Our way or the high way: Vigilante justice for Lahore Church Blast
The entire humanity is buried in shame, yet again, over such a brutal massacre of two souls.
The minority communities in Pakistan have been facing immense threats to their lives and the recent bombing on the church in Lahore is yet another gruesome manifestation of the extreme form of religious bigotry which threatens the existence of minorities in Pakistan.
Yesterday, a church in Youhanabad, a neighbourhood of Lahore, was hit by two suicide attacks, leaving 14 dead and over 70 injured. But the question is: is terrorism only external or has it deeply penetrated into the national and social psyche?
We all rightly protest whenever minorities are targeted, be it the beginning of last year when a suicide attack was carried out on a bus carrying Shia pilgrims in Quetta, the suicide attack on the All Saints Church in Peshawar in September 2013 in which 85 innocent souls lost their lives, the Shikarpur attack, the attack on the Ahmadi worshippers in Lahore, or when a Christian couple was burnt alive in Radha Krishan Colony by an angry mob over the allegations of blasphemy and many others.
A similar, highly disturbing incident of callousness and barbarism occurred after the attack on the church in Lahore yesterday, when vigilantes burnt two men to death after heavily torturing them, suspecting them to be involved in the attack.
The police, as always, did not show any competence or responsibility to prevent such a gory act from happening and the entire humanity is buried in shame, yet again, over such a brutal massacre of two souls, who appear to be innocent. Even if they were guilty, no one should be lynched without due process of law. Does rule of law even exist or is it a farce like democracy, freedom, equality, non-discrimination and so many other glossy words which don’t seem to exist or have relevance in a country where the law of jungle is in place?
Where does the blame fall?
Not only have all institutions and the leadership, at each and every level, failed, humanity has failed and surrendered in front of the bigotry, hatred and extremism which has plagued, overshadowed and completely hypnotised us into blind savagery. When justice is not being dispensed, human protection is not ensured. Firing 28 bullets into the body of a sitting governor over a blasphemy allegation, in broad daylight, is not considered as falling under “terrorism” provisions of the anti-terrorism legislation for its failure to pass the threshold of creating panic in the public.
With incompetency of law enforcement officials and the impunity given at large to culprits who, in large groups, shed human blood publically with a common cause by being ‘the victims’, ‘the provoked’, ‘the police’, ‘the judges’ and ‘the executioners’, such incidents will inevitably become a commonplace and should not shock the public.
Just as we forgot the two brothers Muneeb and Mugheez Butt, who were brutally murdered in presence of police officials in Sialkot, despite the video of the horrific incident being shared everywhere on social media and some of us losing sleep and feeling cautious for weeks, or the case of Shama and Shahzad, where we changed our display pictures to share our grief as responsible citizens who felt the pain of victims of the same mob violence, we will forget this one too.

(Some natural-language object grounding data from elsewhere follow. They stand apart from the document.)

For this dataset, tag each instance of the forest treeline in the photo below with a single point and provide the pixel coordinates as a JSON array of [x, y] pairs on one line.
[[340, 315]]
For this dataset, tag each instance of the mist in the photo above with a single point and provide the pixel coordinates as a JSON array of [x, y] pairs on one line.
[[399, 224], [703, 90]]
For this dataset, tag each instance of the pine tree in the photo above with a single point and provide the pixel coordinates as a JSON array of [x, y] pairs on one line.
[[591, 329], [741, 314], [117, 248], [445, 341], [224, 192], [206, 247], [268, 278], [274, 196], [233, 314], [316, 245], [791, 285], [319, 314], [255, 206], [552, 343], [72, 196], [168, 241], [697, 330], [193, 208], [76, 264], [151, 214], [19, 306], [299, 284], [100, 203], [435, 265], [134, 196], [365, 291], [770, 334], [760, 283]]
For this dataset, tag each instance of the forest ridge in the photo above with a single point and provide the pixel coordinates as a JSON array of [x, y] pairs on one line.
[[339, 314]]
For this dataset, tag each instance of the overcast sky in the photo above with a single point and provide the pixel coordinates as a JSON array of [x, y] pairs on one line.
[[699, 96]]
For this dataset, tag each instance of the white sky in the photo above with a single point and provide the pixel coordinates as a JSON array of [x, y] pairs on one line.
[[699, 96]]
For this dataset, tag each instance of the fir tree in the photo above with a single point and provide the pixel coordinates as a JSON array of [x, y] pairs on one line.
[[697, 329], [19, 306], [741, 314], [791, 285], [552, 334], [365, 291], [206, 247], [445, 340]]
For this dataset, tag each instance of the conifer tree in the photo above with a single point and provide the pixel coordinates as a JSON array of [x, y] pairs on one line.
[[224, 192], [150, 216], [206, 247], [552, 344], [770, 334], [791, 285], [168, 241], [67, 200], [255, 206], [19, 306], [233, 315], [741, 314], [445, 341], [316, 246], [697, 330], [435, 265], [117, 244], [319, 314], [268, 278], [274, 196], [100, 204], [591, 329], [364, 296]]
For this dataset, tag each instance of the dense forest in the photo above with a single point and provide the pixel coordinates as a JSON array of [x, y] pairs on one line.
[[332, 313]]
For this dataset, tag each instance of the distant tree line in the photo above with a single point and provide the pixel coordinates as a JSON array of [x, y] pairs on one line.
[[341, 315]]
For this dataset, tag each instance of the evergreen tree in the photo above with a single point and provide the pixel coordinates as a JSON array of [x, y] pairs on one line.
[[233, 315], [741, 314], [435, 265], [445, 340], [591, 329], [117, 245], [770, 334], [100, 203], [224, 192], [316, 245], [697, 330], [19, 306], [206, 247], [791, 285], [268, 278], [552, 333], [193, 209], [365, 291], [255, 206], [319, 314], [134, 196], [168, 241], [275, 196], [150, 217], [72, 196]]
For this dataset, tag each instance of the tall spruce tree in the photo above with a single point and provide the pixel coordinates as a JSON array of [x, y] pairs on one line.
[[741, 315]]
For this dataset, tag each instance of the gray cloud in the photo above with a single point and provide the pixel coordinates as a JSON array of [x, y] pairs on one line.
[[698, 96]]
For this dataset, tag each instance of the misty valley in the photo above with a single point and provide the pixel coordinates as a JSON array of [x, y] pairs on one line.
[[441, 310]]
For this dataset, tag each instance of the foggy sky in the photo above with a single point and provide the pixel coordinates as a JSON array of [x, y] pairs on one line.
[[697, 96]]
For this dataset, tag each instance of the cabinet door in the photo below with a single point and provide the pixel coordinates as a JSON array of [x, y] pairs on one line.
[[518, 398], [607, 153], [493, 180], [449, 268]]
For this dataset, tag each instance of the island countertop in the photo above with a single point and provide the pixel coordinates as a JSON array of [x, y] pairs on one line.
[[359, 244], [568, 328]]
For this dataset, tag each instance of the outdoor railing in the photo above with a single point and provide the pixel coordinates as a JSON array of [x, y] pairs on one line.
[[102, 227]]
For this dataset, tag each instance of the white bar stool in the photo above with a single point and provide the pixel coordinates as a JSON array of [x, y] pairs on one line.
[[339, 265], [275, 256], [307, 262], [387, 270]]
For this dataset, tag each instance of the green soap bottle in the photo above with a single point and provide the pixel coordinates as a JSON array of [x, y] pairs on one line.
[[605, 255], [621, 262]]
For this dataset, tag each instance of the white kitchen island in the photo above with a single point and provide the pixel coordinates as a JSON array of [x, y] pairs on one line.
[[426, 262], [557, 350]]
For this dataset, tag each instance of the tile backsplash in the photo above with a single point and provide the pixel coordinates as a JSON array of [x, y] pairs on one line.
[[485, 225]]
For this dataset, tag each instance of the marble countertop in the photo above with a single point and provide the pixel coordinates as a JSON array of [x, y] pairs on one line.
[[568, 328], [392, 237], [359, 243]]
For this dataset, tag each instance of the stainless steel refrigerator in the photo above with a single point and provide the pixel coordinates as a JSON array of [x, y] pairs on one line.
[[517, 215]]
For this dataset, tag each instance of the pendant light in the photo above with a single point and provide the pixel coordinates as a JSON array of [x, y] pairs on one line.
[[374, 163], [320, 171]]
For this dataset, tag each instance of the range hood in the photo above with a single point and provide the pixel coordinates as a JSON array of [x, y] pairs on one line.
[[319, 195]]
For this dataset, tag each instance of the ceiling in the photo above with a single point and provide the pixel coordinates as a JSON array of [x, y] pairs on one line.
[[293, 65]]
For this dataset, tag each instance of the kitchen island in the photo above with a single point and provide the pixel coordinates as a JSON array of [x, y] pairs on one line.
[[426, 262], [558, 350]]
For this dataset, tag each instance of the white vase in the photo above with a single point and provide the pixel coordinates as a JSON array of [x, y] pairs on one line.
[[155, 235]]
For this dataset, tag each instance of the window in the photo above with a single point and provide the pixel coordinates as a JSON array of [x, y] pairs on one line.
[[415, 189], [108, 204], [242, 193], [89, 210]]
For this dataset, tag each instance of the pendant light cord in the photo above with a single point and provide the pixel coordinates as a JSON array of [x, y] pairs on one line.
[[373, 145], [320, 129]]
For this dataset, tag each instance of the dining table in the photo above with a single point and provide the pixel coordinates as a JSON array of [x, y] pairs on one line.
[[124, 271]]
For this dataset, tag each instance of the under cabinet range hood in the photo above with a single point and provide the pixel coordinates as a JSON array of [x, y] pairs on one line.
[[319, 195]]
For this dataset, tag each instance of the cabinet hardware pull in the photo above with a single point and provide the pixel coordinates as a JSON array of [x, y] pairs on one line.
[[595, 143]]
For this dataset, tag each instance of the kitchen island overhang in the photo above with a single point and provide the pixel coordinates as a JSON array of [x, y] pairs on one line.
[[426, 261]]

Women are paraded naked in streets to avenge their brothers violating the ‘honour’ of another family by getting involved with a woman from a prestigious tribe, petty robbers are burnt alive in streets while the sophisticated and bigger thieves sit in parliaments and any incriminating evidence against them “disappears” from the face of planet. It is the weak to whom the law of the jungle applies. The vulnerable, the helpless, those who happen to be at the wrong place at the wrong time, with the wrong appearance; they are the ones deemed as the culprits, the accused, the condemned and, eventually, they are the unheard – under this law of the jungle.
Is this incident not enough to create panic amongst the public?
Can we expect this case, and all other similar ones including that of Shama and Shahzad, to be tried under the Anti-Terrorism Act (ATA) provisions and the culprits be punished as per the law so that no one dares to take the law in their own hands in the future?
If not, then do we even have an independent and impartial system of justice in place or is justice also a selective term which is a privilege to be given to only a few, a discretion and prerogative in the hands of our honourable judges? What good is the sacred constitution then, which is supposed to be the holy book on judicial interpretations, for the dispensation of justice and disposing of judicial matters? Is the chapter of fundamental rights, the provisions on the due process of law and fair trial, redundant?
Are we all not treacherous to the constitution of the Islamic Republic of Pakistan? Have we not butchered it every now and then to suit our agendas and thought process?
When will this brutality end? Will the perpetrators ever get punished? Will we ever have a strategy to prevent such incidents in future? Will any public authority ever take responsibility or act with competence when confronted with such instances?
Will our institutions ever function and perform effectively?
How much more innocent blood will we shed? When will human life be valued in this country? When will we breathe an air of security and freedom?
And above all, will we ever get answers to these questions and many others?